Motorista de aplicativo é empregado celetista?  

Requisitos legais para caracterização do empregado 

Para compreendermos a caracterização da figura do empregado, temos o artigo 3º da Consolidação das Leis do Trabalho, CLT, que dispõe: “Considera-se empregado toda pessoa física que prestar serviços de natureza não eventual a empregador, sob a dependência deste e mediante salário.” 

Por sua vez, considera-se empregador, nos termos do artigo 2º também da CLT “a empresa, individual ou coletiva, que, assumindo os riscos da atividade econômica, admite, assalaria e dirige a prestação pessoal de serviço.” 

Em resumo, temos a figura do empregado quando temos reunidos: 1. Uma pessoa física, 2. Prestação de serviços de natureza não eventual a empregador, 3. Dependência (compreendido como subordinação) e 4. remuneração. 

Num exemplo rápido:  

João da Silva é pessoa física, contratado como motorista de carga para a empresa MFA Produtos Naturais; foi contratado pelo empregador para uma jornada 44 horas semanais, de segunda a sexta-feira, de acordo com as normas da empresa e com remuneração previamente combinada. 

Nessa relação hipotética descrita, estamos diante da figura do empregado, que ao prestar serviços para pessoa jurídica, gozará de toda a proteção prevista na legislação trabalhista, fundiária e previdenciária.  
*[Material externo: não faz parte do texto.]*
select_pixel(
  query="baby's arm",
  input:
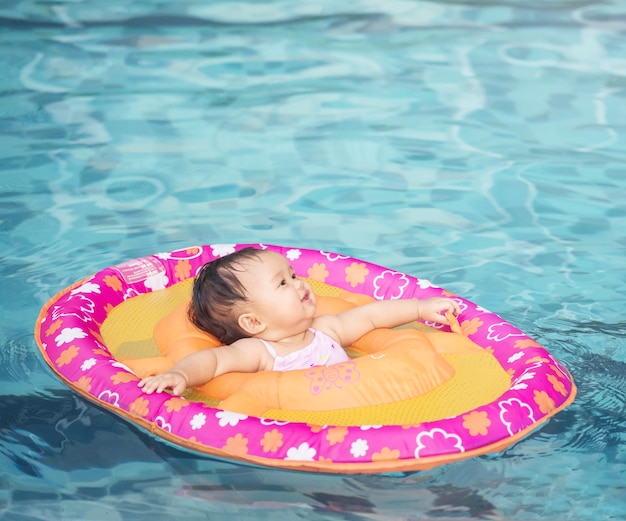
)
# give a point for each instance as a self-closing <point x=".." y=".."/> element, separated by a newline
<point x="245" y="355"/>
<point x="351" y="325"/>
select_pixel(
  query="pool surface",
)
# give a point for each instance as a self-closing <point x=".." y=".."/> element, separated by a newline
<point x="481" y="146"/>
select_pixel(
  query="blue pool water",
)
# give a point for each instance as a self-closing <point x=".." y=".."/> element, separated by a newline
<point x="480" y="145"/>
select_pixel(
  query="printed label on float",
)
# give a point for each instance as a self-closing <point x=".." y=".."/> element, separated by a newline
<point x="138" y="270"/>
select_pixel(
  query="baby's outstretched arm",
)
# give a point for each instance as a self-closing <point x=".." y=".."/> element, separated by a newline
<point x="350" y="325"/>
<point x="435" y="309"/>
<point x="174" y="380"/>
<point x="245" y="355"/>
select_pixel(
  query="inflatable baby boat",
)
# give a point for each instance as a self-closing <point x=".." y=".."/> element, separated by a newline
<point x="408" y="399"/>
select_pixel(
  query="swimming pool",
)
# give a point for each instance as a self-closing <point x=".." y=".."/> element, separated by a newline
<point x="481" y="147"/>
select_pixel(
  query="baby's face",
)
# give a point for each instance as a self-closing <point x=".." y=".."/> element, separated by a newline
<point x="277" y="295"/>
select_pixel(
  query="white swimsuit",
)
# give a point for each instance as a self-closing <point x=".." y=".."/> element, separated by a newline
<point x="323" y="350"/>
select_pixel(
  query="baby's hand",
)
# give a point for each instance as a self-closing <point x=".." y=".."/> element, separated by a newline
<point x="171" y="380"/>
<point x="435" y="309"/>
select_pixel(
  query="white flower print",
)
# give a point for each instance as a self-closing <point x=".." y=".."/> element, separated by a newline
<point x="198" y="421"/>
<point x="229" y="418"/>
<point x="88" y="364"/>
<point x="293" y="254"/>
<point x="220" y="250"/>
<point x="359" y="448"/>
<point x="301" y="453"/>
<point x="69" y="334"/>
<point x="87" y="287"/>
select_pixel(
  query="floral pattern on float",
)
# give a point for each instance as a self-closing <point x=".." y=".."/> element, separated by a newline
<point x="68" y="333"/>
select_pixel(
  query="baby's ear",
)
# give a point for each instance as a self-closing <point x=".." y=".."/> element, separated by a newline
<point x="251" y="324"/>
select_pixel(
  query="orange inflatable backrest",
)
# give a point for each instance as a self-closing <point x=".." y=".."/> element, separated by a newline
<point x="401" y="364"/>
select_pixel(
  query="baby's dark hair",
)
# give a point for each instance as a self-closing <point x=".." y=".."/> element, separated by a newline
<point x="216" y="292"/>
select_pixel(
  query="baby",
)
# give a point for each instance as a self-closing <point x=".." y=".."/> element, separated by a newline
<point x="254" y="303"/>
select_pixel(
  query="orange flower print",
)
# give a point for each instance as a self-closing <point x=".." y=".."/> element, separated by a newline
<point x="526" y="342"/>
<point x="67" y="356"/>
<point x="477" y="422"/>
<point x="182" y="270"/>
<point x="336" y="434"/>
<point x="318" y="272"/>
<point x="53" y="327"/>
<point x="272" y="441"/>
<point x="469" y="327"/>
<point x="122" y="377"/>
<point x="386" y="454"/>
<point x="237" y="444"/>
<point x="557" y="384"/>
<point x="140" y="407"/>
<point x="84" y="383"/>
<point x="175" y="404"/>
<point x="113" y="282"/>
<point x="545" y="403"/>
<point x="356" y="273"/>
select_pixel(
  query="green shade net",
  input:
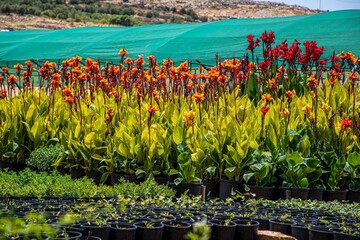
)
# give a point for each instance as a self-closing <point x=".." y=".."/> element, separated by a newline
<point x="336" y="31"/>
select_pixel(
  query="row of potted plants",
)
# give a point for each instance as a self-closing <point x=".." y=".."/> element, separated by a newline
<point x="289" y="120"/>
<point x="169" y="219"/>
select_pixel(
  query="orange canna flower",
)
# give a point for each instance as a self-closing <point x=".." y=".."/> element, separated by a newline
<point x="199" y="97"/>
<point x="326" y="108"/>
<point x="188" y="119"/>
<point x="332" y="80"/>
<point x="264" y="110"/>
<point x="285" y="113"/>
<point x="353" y="76"/>
<point x="69" y="100"/>
<point x="55" y="82"/>
<point x="267" y="97"/>
<point x="28" y="63"/>
<point x="18" y="67"/>
<point x="123" y="52"/>
<point x="12" y="79"/>
<point x="345" y="124"/>
<point x="290" y="94"/>
<point x="110" y="115"/>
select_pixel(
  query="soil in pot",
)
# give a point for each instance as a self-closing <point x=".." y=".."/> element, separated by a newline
<point x="176" y="230"/>
<point x="283" y="226"/>
<point x="226" y="187"/>
<point x="123" y="231"/>
<point x="246" y="230"/>
<point x="149" y="231"/>
<point x="222" y="230"/>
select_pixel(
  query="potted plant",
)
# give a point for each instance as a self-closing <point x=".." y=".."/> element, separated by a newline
<point x="298" y="174"/>
<point x="333" y="175"/>
<point x="238" y="159"/>
<point x="262" y="174"/>
<point x="186" y="180"/>
<point x="352" y="167"/>
<point x="148" y="230"/>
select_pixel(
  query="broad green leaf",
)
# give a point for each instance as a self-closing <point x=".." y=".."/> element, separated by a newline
<point x="90" y="139"/>
<point x="178" y="134"/>
<point x="354" y="159"/>
<point x="30" y="113"/>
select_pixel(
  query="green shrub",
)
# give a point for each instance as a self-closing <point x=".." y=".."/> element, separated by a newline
<point x="43" y="158"/>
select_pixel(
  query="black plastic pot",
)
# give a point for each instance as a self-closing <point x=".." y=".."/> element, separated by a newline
<point x="212" y="189"/>
<point x="193" y="188"/>
<point x="221" y="230"/>
<point x="264" y="192"/>
<point x="300" y="232"/>
<point x="95" y="175"/>
<point x="339" y="195"/>
<point x="145" y="232"/>
<point x="226" y="187"/>
<point x="176" y="230"/>
<point x="77" y="173"/>
<point x="69" y="235"/>
<point x="123" y="231"/>
<point x="316" y="194"/>
<point x="338" y="235"/>
<point x="127" y="177"/>
<point x="353" y="196"/>
<point x="292" y="192"/>
<point x="246" y="230"/>
<point x="263" y="223"/>
<point x="278" y="225"/>
<point x="90" y="238"/>
<point x="323" y="234"/>
<point x="97" y="231"/>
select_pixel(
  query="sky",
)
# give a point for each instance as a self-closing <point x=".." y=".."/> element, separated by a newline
<point x="331" y="5"/>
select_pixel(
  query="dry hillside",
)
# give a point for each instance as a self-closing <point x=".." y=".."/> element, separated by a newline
<point x="166" y="11"/>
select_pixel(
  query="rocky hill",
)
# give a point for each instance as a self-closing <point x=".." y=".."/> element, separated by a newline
<point x="140" y="12"/>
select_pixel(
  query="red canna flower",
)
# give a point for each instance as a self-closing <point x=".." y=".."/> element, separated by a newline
<point x="3" y="94"/>
<point x="12" y="79"/>
<point x="290" y="94"/>
<point x="18" y="67"/>
<point x="55" y="82"/>
<point x="188" y="119"/>
<point x="151" y="110"/>
<point x="264" y="110"/>
<point x="199" y="97"/>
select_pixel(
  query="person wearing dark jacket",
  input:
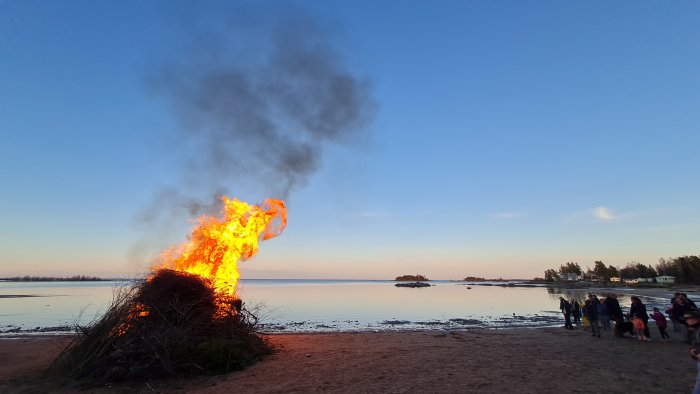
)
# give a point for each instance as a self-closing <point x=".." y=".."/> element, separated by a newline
<point x="565" y="307"/>
<point x="615" y="313"/>
<point x="591" y="310"/>
<point x="576" y="311"/>
<point x="637" y="308"/>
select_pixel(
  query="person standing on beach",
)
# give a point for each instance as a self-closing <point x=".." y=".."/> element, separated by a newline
<point x="671" y="316"/>
<point x="660" y="320"/>
<point x="603" y="315"/>
<point x="637" y="308"/>
<point x="615" y="313"/>
<point x="592" y="312"/>
<point x="576" y="311"/>
<point x="565" y="307"/>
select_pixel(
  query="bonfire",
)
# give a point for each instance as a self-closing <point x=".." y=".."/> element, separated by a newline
<point x="186" y="317"/>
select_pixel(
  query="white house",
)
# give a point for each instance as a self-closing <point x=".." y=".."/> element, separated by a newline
<point x="665" y="279"/>
<point x="570" y="277"/>
<point x="639" y="280"/>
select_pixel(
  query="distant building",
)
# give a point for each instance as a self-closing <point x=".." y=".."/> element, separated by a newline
<point x="639" y="280"/>
<point x="570" y="277"/>
<point x="665" y="279"/>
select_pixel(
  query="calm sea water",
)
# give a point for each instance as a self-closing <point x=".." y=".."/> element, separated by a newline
<point x="314" y="305"/>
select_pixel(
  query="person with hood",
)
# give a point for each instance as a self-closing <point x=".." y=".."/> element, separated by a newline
<point x="591" y="310"/>
<point x="565" y="308"/>
<point x="637" y="308"/>
<point x="615" y="313"/>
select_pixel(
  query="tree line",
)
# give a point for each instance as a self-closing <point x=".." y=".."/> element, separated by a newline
<point x="685" y="269"/>
<point x="74" y="278"/>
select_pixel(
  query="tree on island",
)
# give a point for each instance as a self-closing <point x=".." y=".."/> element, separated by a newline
<point x="603" y="272"/>
<point x="685" y="269"/>
<point x="551" y="275"/>
<point x="416" y="277"/>
<point x="637" y="270"/>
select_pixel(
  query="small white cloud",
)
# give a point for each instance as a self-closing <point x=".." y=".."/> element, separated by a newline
<point x="507" y="215"/>
<point x="603" y="213"/>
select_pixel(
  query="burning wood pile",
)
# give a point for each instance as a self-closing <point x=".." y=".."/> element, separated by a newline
<point x="186" y="317"/>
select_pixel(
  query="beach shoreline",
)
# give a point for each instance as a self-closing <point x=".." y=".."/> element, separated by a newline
<point x="497" y="360"/>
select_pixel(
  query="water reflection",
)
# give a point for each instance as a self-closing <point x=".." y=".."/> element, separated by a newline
<point x="308" y="305"/>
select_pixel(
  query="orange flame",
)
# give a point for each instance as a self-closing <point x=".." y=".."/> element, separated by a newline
<point x="216" y="245"/>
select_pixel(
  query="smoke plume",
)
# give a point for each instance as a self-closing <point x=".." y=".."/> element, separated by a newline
<point x="261" y="112"/>
<point x="258" y="94"/>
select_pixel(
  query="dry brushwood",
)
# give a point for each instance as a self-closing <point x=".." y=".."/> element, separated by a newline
<point x="172" y="324"/>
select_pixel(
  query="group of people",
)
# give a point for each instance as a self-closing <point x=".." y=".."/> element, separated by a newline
<point x="596" y="314"/>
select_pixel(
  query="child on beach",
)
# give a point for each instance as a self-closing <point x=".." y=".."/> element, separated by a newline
<point x="639" y="328"/>
<point x="660" y="320"/>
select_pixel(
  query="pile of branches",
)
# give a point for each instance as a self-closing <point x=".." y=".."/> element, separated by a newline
<point x="173" y="324"/>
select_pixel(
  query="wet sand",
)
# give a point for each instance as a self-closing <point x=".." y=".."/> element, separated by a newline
<point x="543" y="360"/>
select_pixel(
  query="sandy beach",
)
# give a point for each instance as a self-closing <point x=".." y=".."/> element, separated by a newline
<point x="550" y="360"/>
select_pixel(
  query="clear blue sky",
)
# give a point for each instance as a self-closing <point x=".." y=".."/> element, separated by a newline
<point x="509" y="137"/>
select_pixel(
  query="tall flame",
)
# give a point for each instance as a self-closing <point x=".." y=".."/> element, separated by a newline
<point x="216" y="245"/>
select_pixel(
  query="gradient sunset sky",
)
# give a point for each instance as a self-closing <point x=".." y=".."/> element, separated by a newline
<point x="501" y="138"/>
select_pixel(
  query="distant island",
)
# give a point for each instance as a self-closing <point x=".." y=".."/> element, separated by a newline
<point x="479" y="279"/>
<point x="411" y="278"/>
<point x="74" y="278"/>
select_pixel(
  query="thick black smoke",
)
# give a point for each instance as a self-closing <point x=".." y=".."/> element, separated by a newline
<point x="258" y="94"/>
<point x="261" y="112"/>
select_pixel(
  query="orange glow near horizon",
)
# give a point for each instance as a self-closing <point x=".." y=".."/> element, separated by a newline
<point x="216" y="245"/>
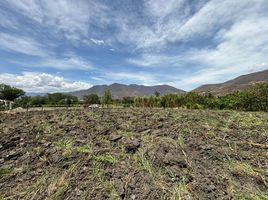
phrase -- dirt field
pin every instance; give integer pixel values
(134, 154)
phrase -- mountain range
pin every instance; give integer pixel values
(119, 91)
(239, 83)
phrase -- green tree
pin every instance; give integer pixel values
(107, 98)
(91, 99)
(10, 93)
(157, 94)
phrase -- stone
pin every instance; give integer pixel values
(132, 145)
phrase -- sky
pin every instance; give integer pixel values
(66, 45)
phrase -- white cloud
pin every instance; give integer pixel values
(20, 44)
(156, 60)
(97, 42)
(42, 82)
(71, 18)
(162, 8)
(141, 77)
(43, 55)
(67, 62)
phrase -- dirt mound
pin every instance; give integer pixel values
(133, 154)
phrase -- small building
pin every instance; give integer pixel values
(5, 104)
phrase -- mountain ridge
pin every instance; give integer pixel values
(119, 91)
(233, 85)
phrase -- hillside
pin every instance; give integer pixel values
(119, 91)
(133, 154)
(239, 83)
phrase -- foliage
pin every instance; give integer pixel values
(10, 93)
(50, 99)
(91, 99)
(254, 98)
(107, 98)
(127, 101)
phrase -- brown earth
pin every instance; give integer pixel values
(134, 154)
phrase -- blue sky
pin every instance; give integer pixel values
(66, 45)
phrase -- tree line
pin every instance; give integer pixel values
(254, 98)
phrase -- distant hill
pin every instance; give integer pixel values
(239, 83)
(119, 91)
(34, 94)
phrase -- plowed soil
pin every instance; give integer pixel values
(134, 154)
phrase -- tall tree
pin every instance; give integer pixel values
(91, 99)
(10, 93)
(107, 98)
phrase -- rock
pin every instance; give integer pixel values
(207, 147)
(131, 146)
(171, 159)
(146, 131)
(13, 155)
(115, 138)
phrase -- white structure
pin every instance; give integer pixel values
(7, 104)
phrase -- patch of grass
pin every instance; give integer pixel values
(235, 165)
(110, 186)
(98, 171)
(251, 196)
(68, 148)
(106, 158)
(180, 191)
(46, 126)
(5, 172)
(140, 158)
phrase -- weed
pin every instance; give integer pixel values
(67, 147)
(140, 158)
(235, 165)
(180, 191)
(106, 158)
(4, 172)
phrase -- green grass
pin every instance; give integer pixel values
(67, 147)
(5, 172)
(145, 164)
(106, 159)
(180, 191)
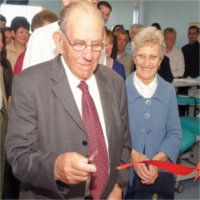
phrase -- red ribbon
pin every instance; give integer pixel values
(168, 166)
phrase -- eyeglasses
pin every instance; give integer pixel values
(81, 46)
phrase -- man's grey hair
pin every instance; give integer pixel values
(135, 26)
(83, 8)
(148, 36)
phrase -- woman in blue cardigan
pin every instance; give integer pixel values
(153, 114)
(110, 62)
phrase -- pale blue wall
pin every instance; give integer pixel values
(53, 6)
(176, 14)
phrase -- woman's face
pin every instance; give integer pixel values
(21, 36)
(170, 40)
(108, 47)
(1, 41)
(147, 62)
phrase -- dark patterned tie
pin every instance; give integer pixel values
(96, 142)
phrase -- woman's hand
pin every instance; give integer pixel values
(154, 170)
(140, 168)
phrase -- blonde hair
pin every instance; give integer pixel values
(169, 30)
(148, 36)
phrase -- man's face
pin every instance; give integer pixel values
(105, 13)
(83, 30)
(66, 2)
(121, 41)
(2, 24)
(193, 35)
(8, 36)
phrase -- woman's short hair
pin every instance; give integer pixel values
(118, 25)
(18, 22)
(42, 17)
(135, 26)
(148, 36)
(169, 30)
(109, 35)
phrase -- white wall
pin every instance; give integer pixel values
(168, 13)
(176, 14)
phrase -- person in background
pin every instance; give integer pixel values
(6, 75)
(105, 9)
(110, 62)
(174, 54)
(157, 25)
(153, 115)
(41, 19)
(117, 27)
(2, 21)
(165, 70)
(64, 110)
(122, 56)
(41, 46)
(133, 30)
(191, 53)
(20, 31)
(8, 35)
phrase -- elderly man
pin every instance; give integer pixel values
(41, 46)
(66, 109)
(191, 53)
(122, 56)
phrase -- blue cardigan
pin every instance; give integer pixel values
(154, 122)
(119, 68)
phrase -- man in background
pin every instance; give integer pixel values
(41, 46)
(64, 110)
(8, 35)
(191, 53)
(122, 56)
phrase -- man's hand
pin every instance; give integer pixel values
(116, 193)
(73, 168)
(140, 168)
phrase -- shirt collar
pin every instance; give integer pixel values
(74, 81)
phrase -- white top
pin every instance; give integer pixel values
(177, 63)
(94, 92)
(41, 47)
(146, 91)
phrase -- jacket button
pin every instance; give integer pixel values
(84, 143)
(147, 116)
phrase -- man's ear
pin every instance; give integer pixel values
(58, 39)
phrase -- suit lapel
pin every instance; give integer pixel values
(105, 100)
(62, 90)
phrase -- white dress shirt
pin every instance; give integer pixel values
(146, 91)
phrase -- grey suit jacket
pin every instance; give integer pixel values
(45, 122)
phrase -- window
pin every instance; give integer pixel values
(11, 11)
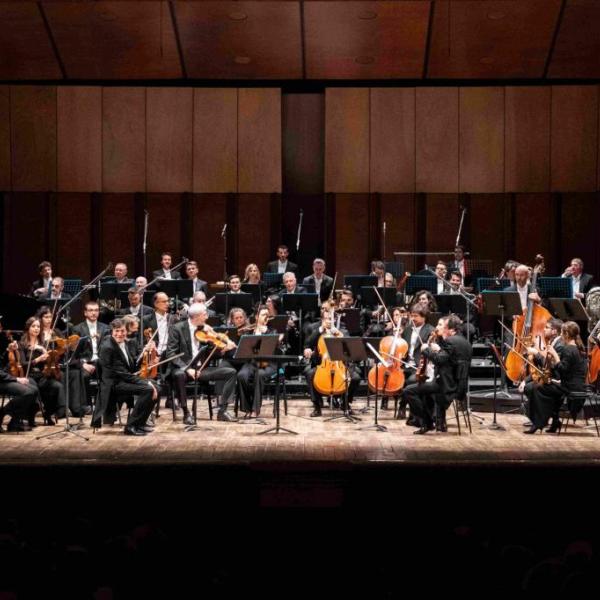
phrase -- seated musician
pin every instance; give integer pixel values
(570, 365)
(183, 339)
(311, 353)
(451, 356)
(253, 375)
(118, 371)
(540, 357)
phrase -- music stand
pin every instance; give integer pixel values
(346, 350)
(499, 304)
(262, 348)
(555, 287)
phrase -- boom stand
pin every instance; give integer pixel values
(345, 350)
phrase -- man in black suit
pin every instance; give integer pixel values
(118, 369)
(451, 357)
(282, 264)
(582, 282)
(323, 283)
(93, 333)
(166, 260)
(183, 339)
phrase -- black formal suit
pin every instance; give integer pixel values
(273, 267)
(326, 285)
(180, 340)
(161, 273)
(118, 378)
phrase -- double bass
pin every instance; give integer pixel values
(525, 328)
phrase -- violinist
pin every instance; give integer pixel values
(118, 367)
(325, 326)
(34, 357)
(570, 366)
(253, 376)
(184, 338)
(450, 353)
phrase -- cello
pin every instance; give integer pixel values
(525, 328)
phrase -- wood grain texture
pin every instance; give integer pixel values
(347, 140)
(215, 140)
(527, 165)
(481, 139)
(169, 139)
(574, 145)
(123, 139)
(33, 138)
(79, 126)
(259, 140)
(392, 155)
(437, 140)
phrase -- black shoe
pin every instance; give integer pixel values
(133, 431)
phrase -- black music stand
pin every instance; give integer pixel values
(345, 350)
(374, 353)
(500, 304)
(262, 348)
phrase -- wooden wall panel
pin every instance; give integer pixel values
(574, 138)
(25, 239)
(352, 230)
(347, 140)
(254, 223)
(123, 139)
(437, 140)
(79, 112)
(481, 139)
(533, 228)
(169, 139)
(215, 140)
(209, 213)
(527, 139)
(5, 137)
(259, 140)
(118, 230)
(392, 155)
(33, 138)
(164, 230)
(72, 239)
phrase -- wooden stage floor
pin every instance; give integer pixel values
(318, 443)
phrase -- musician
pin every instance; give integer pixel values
(282, 264)
(183, 339)
(42, 286)
(165, 272)
(582, 282)
(451, 357)
(191, 270)
(571, 367)
(253, 375)
(311, 353)
(323, 283)
(118, 367)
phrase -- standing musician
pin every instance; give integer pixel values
(184, 338)
(451, 356)
(311, 354)
(118, 367)
(570, 365)
(253, 375)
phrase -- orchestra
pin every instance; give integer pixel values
(544, 357)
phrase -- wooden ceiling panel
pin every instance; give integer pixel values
(25, 49)
(577, 50)
(492, 39)
(365, 40)
(115, 40)
(241, 40)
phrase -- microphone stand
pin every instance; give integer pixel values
(66, 309)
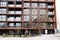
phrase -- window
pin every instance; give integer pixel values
(34, 11)
(18, 0)
(3, 3)
(26, 25)
(41, 0)
(2, 24)
(42, 5)
(42, 12)
(26, 11)
(2, 18)
(18, 25)
(18, 4)
(34, 18)
(42, 18)
(3, 11)
(34, 0)
(11, 3)
(50, 12)
(42, 25)
(26, 4)
(17, 18)
(50, 6)
(49, 25)
(26, 18)
(50, 18)
(50, 0)
(10, 18)
(11, 25)
(34, 25)
(34, 5)
(26, 0)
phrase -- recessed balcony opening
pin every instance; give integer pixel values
(11, 3)
(18, 4)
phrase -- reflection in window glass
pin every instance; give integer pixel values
(34, 18)
(26, 18)
(2, 24)
(26, 4)
(42, 12)
(34, 11)
(3, 3)
(26, 11)
(42, 5)
(34, 5)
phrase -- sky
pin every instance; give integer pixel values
(58, 13)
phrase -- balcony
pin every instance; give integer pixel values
(10, 12)
(26, 25)
(11, 5)
(2, 24)
(18, 19)
(50, 0)
(18, 12)
(50, 6)
(42, 0)
(50, 13)
(10, 18)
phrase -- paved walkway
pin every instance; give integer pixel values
(43, 37)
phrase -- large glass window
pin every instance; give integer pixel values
(3, 11)
(42, 18)
(26, 4)
(41, 0)
(3, 3)
(18, 25)
(34, 0)
(50, 0)
(50, 25)
(34, 18)
(34, 25)
(42, 25)
(34, 5)
(42, 5)
(10, 18)
(17, 18)
(42, 11)
(18, 4)
(26, 25)
(2, 18)
(26, 18)
(11, 3)
(34, 11)
(26, 11)
(2, 24)
(11, 25)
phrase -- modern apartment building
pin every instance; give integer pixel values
(31, 17)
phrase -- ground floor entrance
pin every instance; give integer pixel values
(26, 32)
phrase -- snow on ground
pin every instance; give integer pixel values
(42, 37)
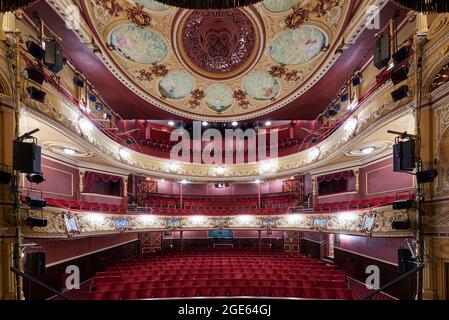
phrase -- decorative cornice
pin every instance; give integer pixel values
(100, 223)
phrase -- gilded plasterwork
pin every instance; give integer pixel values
(91, 223)
(216, 44)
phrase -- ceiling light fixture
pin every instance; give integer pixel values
(368, 150)
(209, 4)
(69, 152)
(13, 5)
(425, 6)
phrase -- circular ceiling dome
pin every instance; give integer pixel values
(218, 44)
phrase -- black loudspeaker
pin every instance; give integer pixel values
(427, 176)
(404, 156)
(54, 56)
(403, 204)
(35, 264)
(36, 94)
(401, 225)
(35, 50)
(26, 157)
(36, 75)
(36, 202)
(5, 177)
(400, 93)
(405, 260)
(382, 51)
(36, 222)
(401, 55)
(399, 74)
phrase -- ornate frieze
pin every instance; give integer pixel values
(67, 223)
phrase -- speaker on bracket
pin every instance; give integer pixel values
(36, 94)
(404, 157)
(35, 264)
(54, 56)
(405, 260)
(26, 157)
(382, 51)
(400, 93)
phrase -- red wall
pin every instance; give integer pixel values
(376, 180)
(58, 250)
(61, 181)
(379, 180)
(203, 234)
(384, 249)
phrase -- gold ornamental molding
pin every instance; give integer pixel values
(64, 223)
(61, 115)
(160, 21)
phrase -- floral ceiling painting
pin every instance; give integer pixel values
(218, 64)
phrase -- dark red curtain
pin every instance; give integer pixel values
(336, 176)
(334, 183)
(95, 182)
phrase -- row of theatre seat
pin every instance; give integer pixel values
(358, 204)
(224, 203)
(82, 205)
(218, 212)
(232, 274)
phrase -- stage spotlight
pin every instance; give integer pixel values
(5, 177)
(400, 93)
(36, 75)
(36, 178)
(36, 222)
(36, 94)
(35, 50)
(79, 82)
(36, 202)
(427, 176)
(401, 55)
(356, 80)
(399, 74)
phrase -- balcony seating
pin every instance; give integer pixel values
(221, 205)
(83, 205)
(360, 204)
(224, 274)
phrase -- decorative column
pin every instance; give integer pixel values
(357, 179)
(314, 191)
(181, 237)
(81, 182)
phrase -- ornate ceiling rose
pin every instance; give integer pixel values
(425, 6)
(209, 4)
(218, 65)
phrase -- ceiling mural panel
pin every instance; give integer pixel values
(219, 64)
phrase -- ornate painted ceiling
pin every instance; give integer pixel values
(219, 65)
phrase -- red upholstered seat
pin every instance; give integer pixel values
(130, 295)
(327, 293)
(344, 294)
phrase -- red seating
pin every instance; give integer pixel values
(226, 274)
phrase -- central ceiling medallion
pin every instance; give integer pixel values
(218, 44)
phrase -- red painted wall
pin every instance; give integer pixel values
(379, 180)
(384, 249)
(58, 250)
(202, 234)
(61, 181)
Agora, vamos mudar alguns dados desse exemplo:  

João da Silva, pessoa física, presta serviços diariamente como motorista de aplicativo, a uma plataforma de transportes de pessoas, “MFA Leva e Trás”; ele deve atender às políticas da empresa, prestando contas a essa plataforma da relação com o passageiro transportado entre outros; e é remunerado de acordo com o que foi acordado: um percentual sobre o valor da corrida, valor este estipulado pela MFA. 

Aqui também temos a figura da pessoa física, com certa dependência com a plataforma, uma vez que não pode inovar em padrões no valor da corrida, e por isso é remunerado. E fica a pergunta: neste caso, a empresa de aplicativo é reconhecida como empregador? Nessa hipótese, temos uma relação de emprego como prevista na CLT? 

Temos assim uma discussão, e separei apenas duas decisões, e assim seguiremos em reflexão, principalmente em como resolver demanda futura que envolva a prestação ao risco morte. 

– O entendimento do Tribunal Regional do Trabalho – TRT 

Em uma rápida pesquisa jurisprudencial, tomo como parâmetro o decidido num caso de improcedência de reconhecimento de vínculo empregatício entre a Reclamante e a empresa UBER. 

Nos autos do processo trabalhista, em grau recursal, o TRT da 4ª Região entendeu pela reforma do julgado de primeira instância, cuja ementa segue1

VÍNCULO DE EMPREGO. PRESENÇA DOS REQUISITOS LEGAIS. De acordo com o que preceitua o artigo 3º da CLT, sempre que uma pessoa física presta serviços de modo não eventual, com subordinação, pessoalidade e mediante salário, a outra pessoa, seja física ou jurídica, que se beneficia da atividade desenvolvida e assume os riscos do empreendimento (artigo 2º da CLT), tem-se configurada verdadeira relação de emprego. Demonstrado o efetivo preenchimento desses requisitos, justifica-se o reconhecimento do vínculo de emprego. Apelo provido. Retorno dos autos à origem.  

Na produção de provas testemunhais, foi ressaltado:   

  1. cadastro do motorista pelo aplicativo e  
  2. o motorista faz o seu horário e decide junto com o cliente qual percurso seguir entre outros.  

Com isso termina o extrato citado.